PSLS
- Full name: Persatuan Sepakbola Lhokseumawe Sekitar
- Nicknames: Laskar Pasai (Pase Warriors) Harimau Malaka (The Malacca Tiger)
- Short name: PSLS
- Founded: 1962; 64 years ago
- Ground: Tunas Bangsa Stadium Lhokseumawe, Aceh
- Capacity: 20,000
- Owner: Lhokseumawe Government
- Chairman: Abdul Rahman Biro
- Manager: Mahlil
- Coach: Mukhlis Rasyid
- League: Liga 4
- 2024–25: 3rd, Second Round in Group F (Aceh zone)
| Home colours | Away colours |

= PSLS Lhokseumawe =

Indonesian football club

Persatuan Sepakbola Lhokseumawe Sekitar (simply known as a PSLS) is an Indonesian football club based in Lhokseumawe, Aceh. They currently compete in the Liga 4.

==Nicknames==
- Pasai Warrior
Since the first Lhokseumawe is from Samudera Pasai Sultanate dominate Strait of Malacca and has great strength.

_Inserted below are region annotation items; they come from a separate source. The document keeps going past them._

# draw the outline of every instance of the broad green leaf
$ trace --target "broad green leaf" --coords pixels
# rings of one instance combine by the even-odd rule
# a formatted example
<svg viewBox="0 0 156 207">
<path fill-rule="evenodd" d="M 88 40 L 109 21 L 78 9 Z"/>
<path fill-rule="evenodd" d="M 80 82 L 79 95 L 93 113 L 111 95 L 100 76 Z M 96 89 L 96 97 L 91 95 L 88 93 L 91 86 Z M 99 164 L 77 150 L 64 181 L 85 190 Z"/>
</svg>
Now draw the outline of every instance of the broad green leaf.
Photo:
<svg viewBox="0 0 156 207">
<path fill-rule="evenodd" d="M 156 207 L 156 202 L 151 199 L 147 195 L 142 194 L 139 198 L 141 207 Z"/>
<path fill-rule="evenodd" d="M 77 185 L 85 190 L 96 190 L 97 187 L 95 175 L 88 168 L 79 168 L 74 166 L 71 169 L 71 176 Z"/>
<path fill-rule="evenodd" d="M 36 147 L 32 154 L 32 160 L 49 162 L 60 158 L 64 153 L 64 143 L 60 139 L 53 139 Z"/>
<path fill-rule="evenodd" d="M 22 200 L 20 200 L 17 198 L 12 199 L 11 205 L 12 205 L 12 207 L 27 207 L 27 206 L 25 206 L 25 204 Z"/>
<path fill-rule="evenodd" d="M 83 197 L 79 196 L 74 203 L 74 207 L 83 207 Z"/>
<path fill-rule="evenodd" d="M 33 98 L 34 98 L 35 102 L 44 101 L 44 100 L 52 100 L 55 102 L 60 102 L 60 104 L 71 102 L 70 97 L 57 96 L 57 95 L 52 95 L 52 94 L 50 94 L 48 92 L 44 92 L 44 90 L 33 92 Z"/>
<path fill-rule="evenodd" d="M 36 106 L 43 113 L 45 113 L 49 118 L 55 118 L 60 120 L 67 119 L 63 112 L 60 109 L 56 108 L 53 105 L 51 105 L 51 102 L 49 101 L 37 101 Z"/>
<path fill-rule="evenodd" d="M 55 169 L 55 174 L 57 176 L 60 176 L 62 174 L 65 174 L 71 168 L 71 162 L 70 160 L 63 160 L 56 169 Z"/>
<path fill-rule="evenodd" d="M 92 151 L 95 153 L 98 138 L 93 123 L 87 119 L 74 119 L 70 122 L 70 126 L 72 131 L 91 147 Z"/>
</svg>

Because of this PSLS Lhokseumawe given the nickname Pasai Warriors.

- The Malacca Tiger
Since Samudera Pasai Sultanate dominate Strait of Malacca so strong that in dubbed "Tiger of Malacca". Therefore, PSLS also nicknamed The Malacca Tiger, in order to be a strong club in Aceh, also in Indonesian football.

==Supporter==
Paseemania are loyal supporters of the club PSLS Lhokseumawe.